Riguardai dentro al water che adesso oltre a ribollire, vorticava con furore. Sopra la mia testa la luce era ormai quella stroboscopica di un club equivoco degli anni ’80.
Il mio cervello elaborò in sequenza:
“Vaffanculo, ora si fulmina la lampadina — abbassai il coperchio del water.
Ma quanto cazzo ho bevuto? — tirai la catenella dello sciacquone.
Devo fare gli esami del sangue. O forse delle urine. — La catenella mi rimase in mano.
Ora chi la sente la padrona di casa?” Una mano marrone e verde scuro, dagli artigli neri, sbucò da sotto il coperchio del water.
Alla prima, seguì una seconda mano, e poi il coperchio del water esplose.
Una testa di serpenti neri e marroni e due fessure di occhi gialli mi scrutavano.
Dalla bocca spalancata della creatura una lingua grigiastra lambiva il pavimento.
Alla testa seguirono le braccia e il busto, il mostro emergeva dal water.

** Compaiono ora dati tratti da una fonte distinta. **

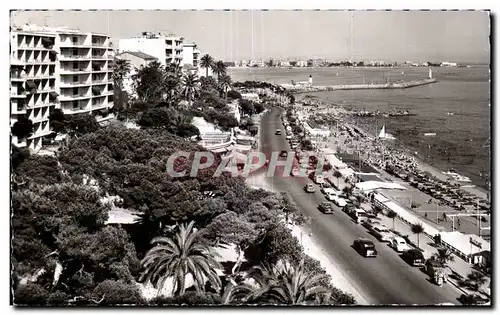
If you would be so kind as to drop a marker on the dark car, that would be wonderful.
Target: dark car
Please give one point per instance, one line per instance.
(414, 257)
(326, 207)
(365, 247)
(472, 299)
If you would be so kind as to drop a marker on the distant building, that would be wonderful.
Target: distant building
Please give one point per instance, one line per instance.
(137, 60)
(166, 48)
(57, 67)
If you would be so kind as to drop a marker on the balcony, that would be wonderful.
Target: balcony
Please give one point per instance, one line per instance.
(70, 84)
(73, 57)
(17, 110)
(75, 44)
(16, 62)
(74, 71)
(40, 61)
(72, 97)
(100, 57)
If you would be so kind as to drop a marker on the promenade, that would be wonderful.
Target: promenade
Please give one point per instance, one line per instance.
(375, 86)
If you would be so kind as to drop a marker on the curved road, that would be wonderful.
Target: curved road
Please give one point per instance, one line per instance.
(386, 279)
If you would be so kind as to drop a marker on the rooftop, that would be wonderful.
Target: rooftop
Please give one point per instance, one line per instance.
(139, 54)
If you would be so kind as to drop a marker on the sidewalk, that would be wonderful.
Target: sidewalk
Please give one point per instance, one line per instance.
(458, 266)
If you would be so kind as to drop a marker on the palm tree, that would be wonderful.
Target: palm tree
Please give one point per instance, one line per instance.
(176, 257)
(219, 69)
(288, 284)
(337, 175)
(120, 70)
(206, 62)
(444, 256)
(190, 87)
(225, 84)
(475, 280)
(417, 228)
(392, 215)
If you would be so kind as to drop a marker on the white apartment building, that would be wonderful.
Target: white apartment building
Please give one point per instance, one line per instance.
(136, 60)
(166, 48)
(32, 83)
(191, 55)
(58, 68)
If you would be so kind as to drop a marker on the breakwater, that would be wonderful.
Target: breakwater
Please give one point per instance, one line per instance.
(381, 86)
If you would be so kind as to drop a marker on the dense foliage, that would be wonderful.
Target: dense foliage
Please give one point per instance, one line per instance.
(65, 251)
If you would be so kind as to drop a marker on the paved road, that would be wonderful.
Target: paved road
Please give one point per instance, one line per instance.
(386, 279)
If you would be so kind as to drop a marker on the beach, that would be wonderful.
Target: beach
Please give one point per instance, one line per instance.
(455, 109)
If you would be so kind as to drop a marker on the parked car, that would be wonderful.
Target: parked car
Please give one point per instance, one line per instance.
(399, 244)
(414, 257)
(295, 172)
(359, 215)
(309, 188)
(326, 207)
(472, 299)
(339, 201)
(369, 223)
(365, 247)
(382, 233)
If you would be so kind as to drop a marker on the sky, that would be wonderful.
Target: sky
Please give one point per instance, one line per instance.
(456, 36)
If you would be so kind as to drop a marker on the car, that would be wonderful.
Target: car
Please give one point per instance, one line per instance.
(330, 193)
(295, 172)
(339, 201)
(365, 247)
(414, 257)
(399, 244)
(326, 207)
(382, 233)
(309, 188)
(369, 223)
(472, 299)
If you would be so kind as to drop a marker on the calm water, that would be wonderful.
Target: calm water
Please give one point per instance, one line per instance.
(465, 92)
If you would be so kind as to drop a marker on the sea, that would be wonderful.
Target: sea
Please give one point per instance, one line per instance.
(456, 108)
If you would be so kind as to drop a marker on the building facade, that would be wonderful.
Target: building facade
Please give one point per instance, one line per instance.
(166, 48)
(136, 60)
(32, 83)
(57, 68)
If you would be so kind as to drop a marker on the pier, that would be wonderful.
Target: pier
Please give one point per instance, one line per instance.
(386, 86)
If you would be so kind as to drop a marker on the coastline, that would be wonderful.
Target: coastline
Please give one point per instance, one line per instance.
(424, 165)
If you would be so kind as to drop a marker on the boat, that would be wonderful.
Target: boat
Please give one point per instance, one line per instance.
(384, 135)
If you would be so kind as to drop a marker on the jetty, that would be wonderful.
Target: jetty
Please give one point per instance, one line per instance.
(374, 86)
(307, 86)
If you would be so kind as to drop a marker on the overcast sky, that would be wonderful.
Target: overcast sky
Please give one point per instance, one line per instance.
(373, 35)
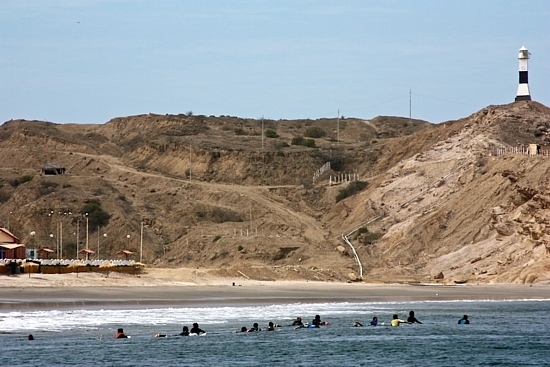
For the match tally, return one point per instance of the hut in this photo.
(125, 253)
(86, 253)
(10, 248)
(44, 252)
(52, 168)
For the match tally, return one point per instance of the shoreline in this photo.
(252, 293)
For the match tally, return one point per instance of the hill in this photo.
(212, 193)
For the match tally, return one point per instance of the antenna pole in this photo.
(410, 105)
(338, 127)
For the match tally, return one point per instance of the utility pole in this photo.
(410, 106)
(141, 243)
(190, 165)
(338, 127)
(262, 132)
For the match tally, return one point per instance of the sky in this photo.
(89, 61)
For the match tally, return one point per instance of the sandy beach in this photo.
(189, 287)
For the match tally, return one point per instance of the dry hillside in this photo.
(212, 193)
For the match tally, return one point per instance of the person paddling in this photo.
(412, 319)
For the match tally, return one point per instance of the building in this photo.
(10, 248)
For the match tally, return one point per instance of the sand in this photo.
(190, 287)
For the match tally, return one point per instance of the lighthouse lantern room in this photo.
(523, 87)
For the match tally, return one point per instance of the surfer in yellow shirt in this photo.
(396, 321)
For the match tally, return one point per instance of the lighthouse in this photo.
(523, 87)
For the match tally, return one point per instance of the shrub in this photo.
(96, 215)
(303, 142)
(352, 189)
(314, 132)
(47, 187)
(298, 141)
(4, 196)
(271, 134)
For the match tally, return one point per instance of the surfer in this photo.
(196, 330)
(396, 321)
(270, 326)
(316, 322)
(374, 321)
(412, 319)
(298, 323)
(120, 334)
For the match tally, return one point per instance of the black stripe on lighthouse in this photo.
(523, 78)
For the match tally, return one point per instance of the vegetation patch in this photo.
(271, 134)
(352, 189)
(96, 215)
(314, 132)
(299, 140)
(218, 215)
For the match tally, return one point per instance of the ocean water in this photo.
(501, 333)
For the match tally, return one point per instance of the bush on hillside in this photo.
(271, 134)
(96, 215)
(314, 132)
(352, 189)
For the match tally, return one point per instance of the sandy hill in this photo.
(432, 201)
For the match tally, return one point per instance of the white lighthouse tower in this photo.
(523, 87)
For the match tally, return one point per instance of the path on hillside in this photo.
(310, 227)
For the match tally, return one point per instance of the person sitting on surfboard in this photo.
(196, 330)
(412, 319)
(298, 323)
(316, 322)
(120, 334)
(396, 321)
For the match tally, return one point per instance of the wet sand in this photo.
(255, 293)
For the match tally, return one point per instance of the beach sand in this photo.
(191, 287)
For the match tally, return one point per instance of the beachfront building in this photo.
(10, 248)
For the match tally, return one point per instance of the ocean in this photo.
(501, 333)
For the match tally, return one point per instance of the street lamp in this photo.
(51, 236)
(87, 235)
(32, 244)
(104, 236)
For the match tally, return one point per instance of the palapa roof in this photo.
(52, 165)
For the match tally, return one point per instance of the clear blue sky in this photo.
(93, 60)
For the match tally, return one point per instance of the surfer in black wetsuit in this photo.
(412, 319)
(298, 323)
(196, 330)
(316, 322)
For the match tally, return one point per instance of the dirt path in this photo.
(309, 226)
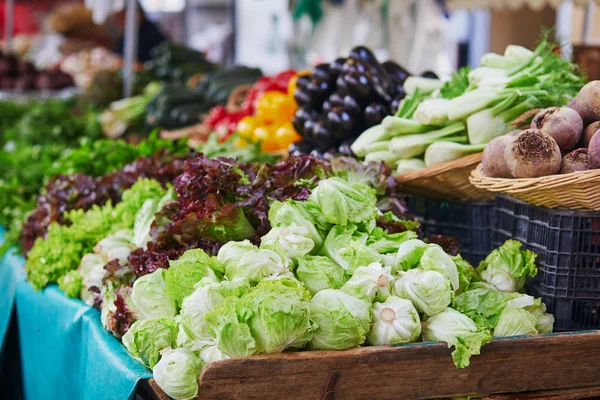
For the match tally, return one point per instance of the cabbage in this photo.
(301, 214)
(145, 217)
(92, 271)
(466, 272)
(429, 291)
(545, 321)
(188, 270)
(435, 259)
(457, 330)
(177, 373)
(319, 273)
(150, 299)
(145, 339)
(507, 267)
(343, 203)
(294, 241)
(370, 282)
(118, 245)
(395, 321)
(347, 247)
(342, 321)
(384, 243)
(195, 306)
(272, 317)
(484, 303)
(243, 260)
(515, 321)
(409, 255)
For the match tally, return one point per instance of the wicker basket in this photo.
(449, 181)
(577, 190)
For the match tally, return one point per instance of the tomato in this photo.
(265, 134)
(246, 126)
(292, 84)
(286, 135)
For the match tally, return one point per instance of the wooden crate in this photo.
(555, 366)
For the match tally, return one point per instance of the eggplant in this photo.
(364, 54)
(335, 68)
(302, 115)
(430, 75)
(337, 98)
(322, 73)
(396, 72)
(339, 117)
(303, 80)
(358, 85)
(374, 114)
(302, 97)
(352, 105)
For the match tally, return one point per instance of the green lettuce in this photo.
(372, 282)
(395, 321)
(348, 247)
(429, 291)
(270, 318)
(145, 339)
(319, 273)
(64, 245)
(507, 267)
(384, 243)
(515, 321)
(301, 214)
(149, 298)
(188, 270)
(457, 330)
(243, 260)
(343, 203)
(177, 373)
(342, 321)
(409, 255)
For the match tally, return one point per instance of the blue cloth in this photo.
(9, 277)
(65, 351)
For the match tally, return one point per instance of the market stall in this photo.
(353, 230)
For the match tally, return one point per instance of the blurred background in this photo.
(274, 35)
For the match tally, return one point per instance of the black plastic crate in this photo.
(567, 243)
(470, 221)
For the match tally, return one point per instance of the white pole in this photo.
(131, 45)
(9, 9)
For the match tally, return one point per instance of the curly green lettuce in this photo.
(64, 246)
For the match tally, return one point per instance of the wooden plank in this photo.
(568, 394)
(417, 371)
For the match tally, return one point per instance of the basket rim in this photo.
(437, 169)
(520, 185)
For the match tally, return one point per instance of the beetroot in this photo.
(532, 153)
(594, 151)
(562, 123)
(577, 160)
(587, 102)
(589, 132)
(493, 162)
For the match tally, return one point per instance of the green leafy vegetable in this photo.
(145, 339)
(457, 330)
(342, 320)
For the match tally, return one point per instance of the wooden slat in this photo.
(418, 371)
(556, 366)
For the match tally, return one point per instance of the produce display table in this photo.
(65, 352)
(557, 366)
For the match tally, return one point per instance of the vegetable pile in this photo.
(235, 259)
(547, 147)
(22, 75)
(339, 100)
(440, 122)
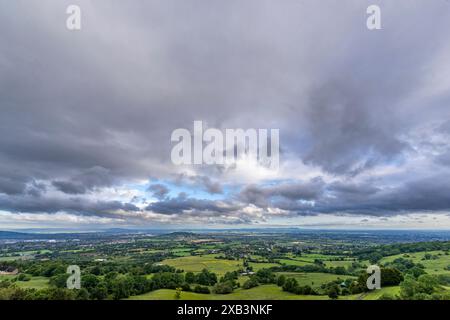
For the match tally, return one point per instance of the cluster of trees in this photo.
(291, 285)
(204, 277)
(374, 255)
(262, 276)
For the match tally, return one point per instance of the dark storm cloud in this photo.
(261, 196)
(86, 181)
(159, 191)
(200, 181)
(182, 203)
(94, 109)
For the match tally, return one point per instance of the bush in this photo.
(223, 288)
(251, 283)
(202, 289)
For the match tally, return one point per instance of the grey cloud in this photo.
(182, 203)
(86, 181)
(160, 191)
(81, 111)
(262, 196)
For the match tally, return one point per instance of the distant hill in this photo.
(179, 234)
(17, 235)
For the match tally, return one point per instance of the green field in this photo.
(265, 292)
(35, 283)
(198, 263)
(435, 266)
(313, 279)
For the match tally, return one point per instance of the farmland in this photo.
(221, 266)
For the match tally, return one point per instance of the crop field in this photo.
(314, 279)
(35, 283)
(439, 263)
(265, 292)
(198, 263)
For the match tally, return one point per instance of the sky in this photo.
(87, 116)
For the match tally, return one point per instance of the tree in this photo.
(290, 285)
(223, 288)
(189, 277)
(178, 294)
(281, 280)
(251, 283)
(333, 292)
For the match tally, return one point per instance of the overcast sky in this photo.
(86, 116)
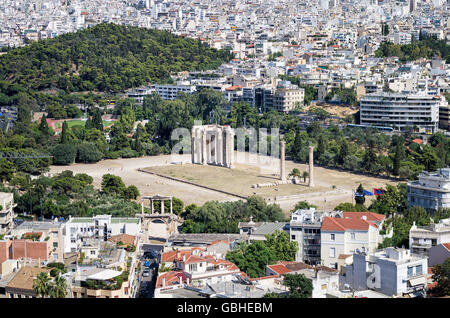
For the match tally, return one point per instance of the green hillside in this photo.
(106, 58)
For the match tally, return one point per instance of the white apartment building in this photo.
(422, 238)
(287, 96)
(52, 233)
(138, 94)
(431, 191)
(401, 110)
(305, 230)
(6, 212)
(100, 226)
(170, 92)
(341, 237)
(402, 38)
(392, 271)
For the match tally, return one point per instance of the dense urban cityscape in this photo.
(224, 149)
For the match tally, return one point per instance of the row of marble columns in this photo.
(212, 146)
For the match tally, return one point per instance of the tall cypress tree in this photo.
(297, 147)
(97, 120)
(43, 126)
(360, 199)
(397, 158)
(137, 142)
(64, 136)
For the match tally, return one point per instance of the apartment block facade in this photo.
(343, 236)
(431, 191)
(423, 238)
(401, 110)
(6, 212)
(392, 271)
(100, 227)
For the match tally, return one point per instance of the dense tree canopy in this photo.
(253, 258)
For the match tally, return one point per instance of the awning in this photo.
(105, 275)
(417, 281)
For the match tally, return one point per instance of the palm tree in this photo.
(305, 175)
(41, 284)
(59, 288)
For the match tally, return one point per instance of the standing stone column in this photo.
(208, 148)
(203, 148)
(219, 157)
(282, 161)
(230, 147)
(198, 135)
(193, 146)
(311, 167)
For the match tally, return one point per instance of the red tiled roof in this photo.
(126, 239)
(370, 216)
(279, 269)
(264, 277)
(172, 276)
(172, 256)
(194, 259)
(343, 224)
(219, 241)
(232, 88)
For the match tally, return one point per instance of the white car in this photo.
(146, 273)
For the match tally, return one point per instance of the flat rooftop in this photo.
(182, 293)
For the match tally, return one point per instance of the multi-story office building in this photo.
(51, 232)
(422, 238)
(431, 191)
(402, 38)
(444, 117)
(6, 212)
(392, 271)
(287, 96)
(305, 230)
(138, 94)
(170, 92)
(401, 110)
(100, 227)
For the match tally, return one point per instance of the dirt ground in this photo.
(331, 187)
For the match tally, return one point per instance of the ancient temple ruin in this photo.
(212, 145)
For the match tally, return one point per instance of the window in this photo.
(419, 270)
(410, 271)
(332, 252)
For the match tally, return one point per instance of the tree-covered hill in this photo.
(107, 58)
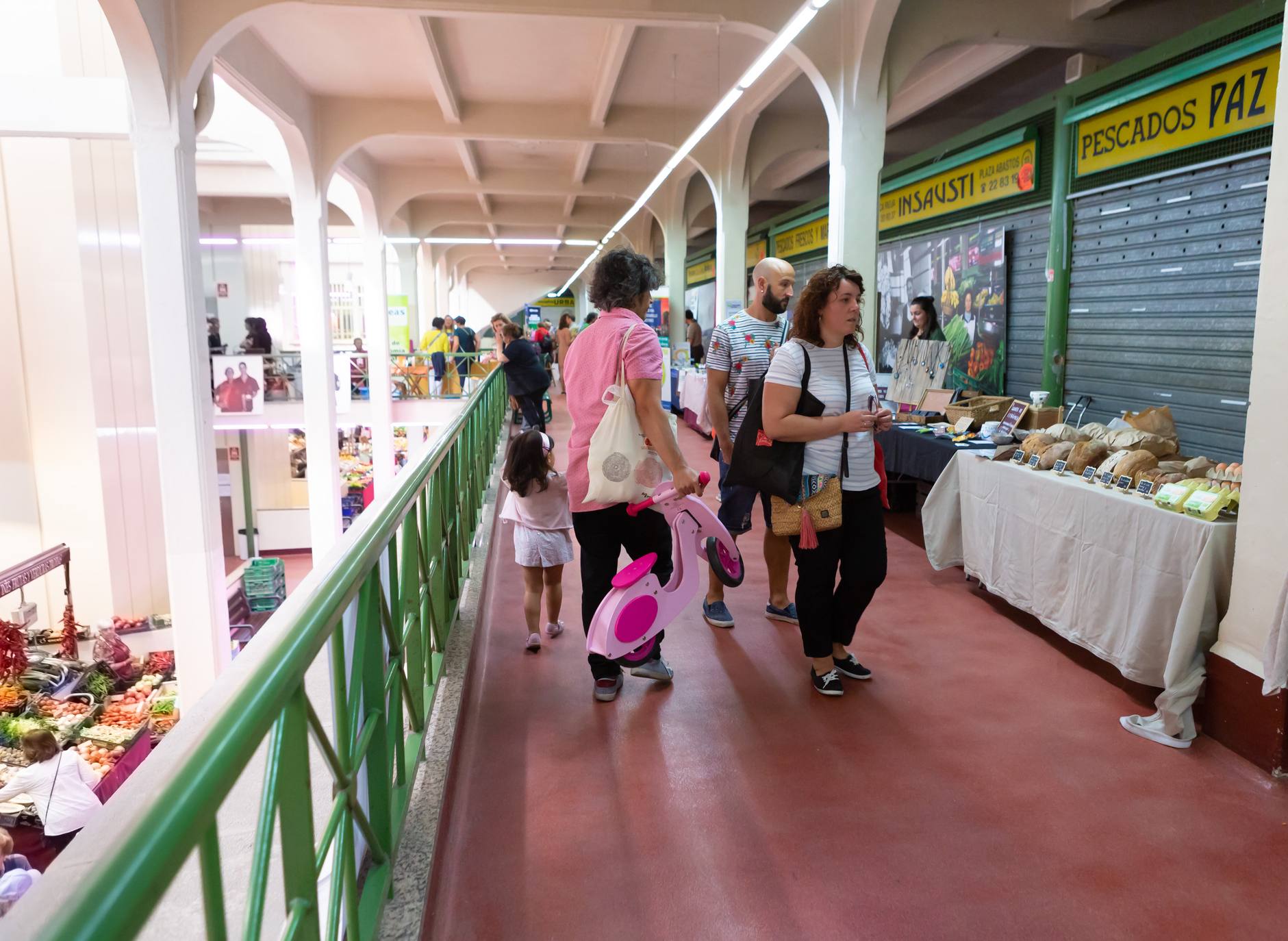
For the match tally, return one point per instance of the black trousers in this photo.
(602, 536)
(531, 406)
(830, 610)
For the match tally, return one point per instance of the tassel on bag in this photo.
(809, 536)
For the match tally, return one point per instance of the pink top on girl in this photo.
(541, 510)
(592, 368)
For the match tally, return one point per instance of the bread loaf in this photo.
(1086, 454)
(1135, 464)
(1035, 441)
(1065, 432)
(1061, 450)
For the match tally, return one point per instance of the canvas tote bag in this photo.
(621, 464)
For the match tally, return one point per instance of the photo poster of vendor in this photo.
(238, 384)
(972, 293)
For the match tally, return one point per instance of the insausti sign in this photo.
(1226, 101)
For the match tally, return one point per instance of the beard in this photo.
(773, 303)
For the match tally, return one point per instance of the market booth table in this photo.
(1140, 587)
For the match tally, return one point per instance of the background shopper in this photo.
(826, 331)
(622, 288)
(61, 784)
(538, 505)
(525, 375)
(741, 350)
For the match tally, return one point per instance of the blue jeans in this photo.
(737, 503)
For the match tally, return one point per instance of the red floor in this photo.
(978, 788)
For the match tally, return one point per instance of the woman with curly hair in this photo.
(824, 355)
(622, 289)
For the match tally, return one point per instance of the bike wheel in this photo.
(727, 568)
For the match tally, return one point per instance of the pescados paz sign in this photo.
(1226, 101)
(996, 177)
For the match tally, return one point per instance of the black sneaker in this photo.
(830, 683)
(852, 668)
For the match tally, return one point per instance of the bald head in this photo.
(774, 283)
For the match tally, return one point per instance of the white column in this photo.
(317, 362)
(732, 212)
(165, 169)
(857, 149)
(675, 244)
(379, 382)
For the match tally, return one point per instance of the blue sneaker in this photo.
(716, 614)
(782, 614)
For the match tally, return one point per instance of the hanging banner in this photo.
(996, 177)
(703, 271)
(796, 241)
(400, 336)
(1228, 101)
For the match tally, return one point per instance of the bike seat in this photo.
(635, 571)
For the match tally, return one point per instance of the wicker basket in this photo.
(979, 409)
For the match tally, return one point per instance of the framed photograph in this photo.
(238, 384)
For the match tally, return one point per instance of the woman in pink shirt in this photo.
(622, 288)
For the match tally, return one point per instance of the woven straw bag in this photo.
(817, 514)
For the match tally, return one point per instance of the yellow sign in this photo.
(798, 241)
(703, 271)
(1232, 99)
(995, 177)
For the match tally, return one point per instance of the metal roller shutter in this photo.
(1162, 301)
(1027, 235)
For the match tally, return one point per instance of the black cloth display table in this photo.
(920, 455)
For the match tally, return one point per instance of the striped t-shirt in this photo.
(742, 347)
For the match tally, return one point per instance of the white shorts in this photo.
(541, 548)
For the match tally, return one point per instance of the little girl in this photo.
(538, 505)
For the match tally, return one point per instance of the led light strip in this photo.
(767, 57)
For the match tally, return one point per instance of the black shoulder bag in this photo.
(772, 467)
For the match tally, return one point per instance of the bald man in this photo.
(738, 355)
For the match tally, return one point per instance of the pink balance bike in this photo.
(638, 607)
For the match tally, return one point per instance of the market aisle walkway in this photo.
(978, 788)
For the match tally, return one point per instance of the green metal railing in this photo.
(400, 581)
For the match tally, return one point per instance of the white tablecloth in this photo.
(1136, 586)
(693, 399)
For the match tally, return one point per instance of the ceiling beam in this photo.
(612, 58)
(947, 73)
(442, 83)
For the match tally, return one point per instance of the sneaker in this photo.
(606, 689)
(716, 614)
(852, 668)
(782, 614)
(830, 683)
(655, 669)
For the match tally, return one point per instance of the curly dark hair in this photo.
(526, 463)
(621, 277)
(811, 301)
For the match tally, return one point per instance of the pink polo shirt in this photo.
(592, 368)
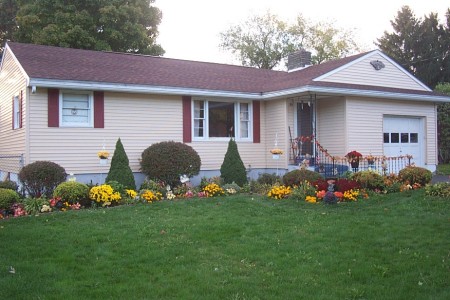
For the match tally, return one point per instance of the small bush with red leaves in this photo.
(413, 174)
(40, 178)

Un odore di merda pestilenziale esplose nella casa, caddi con il culo sul pavimento combattendo contro i conati di vomito.
Un refolo d’aria attirò l’attenzione della parte di corteccia cerebrale atta alla sopravvivenza; mi fiondai verso la finestra aperta sulla strada. Mi sporsi verso l’aria fresca e vidi la signora Chong sull’altro marciapiede. Rideva, rideva tantissimo, mi guardava e rideva. Quando i nostri sguardi si incrociarono lei rise ancora più forte, tenendosi la pancia, cercando di tapparsi la bocca con una mano e con l’altra smanacciando l’aria come in segno di resa. Piangeva dal ridere, e si lamentava contemporaneamente per il troppo ridere. Si mise seduta a terra ridendo ancora di più.
Gatto si issò tra la pancia e la finestra per guardare fuori.
-Mi fai le fusa, adesso?
-Ma cosa…?! Mi voltai e vidi il demone del water venire verso di me, fece un cenno di saluto, quello che mi parve un sorriso, e sparì in una nuvola di merda che lasciò un ricordo di sé molto persistente.La vecchia, cara signora cinese, la stimatissima signora Chong, ancora ridendo con quella vocina da nonnina cinese, fece due passi verso la mia finestra. Alzò quel viso quadrato, increspato di rughe in tutte le direzioni, mi sorrise e mi disse:
-Bòn Alouìn!
S’inchinò e poi prese a camminare in mezzo alla strada, accompagnata dai lampioni che si spengevano e accendevano al suo passaggio. Via Calimara deserta.
Oriente e Gatto augurano Bòn Alouìn anche a voi.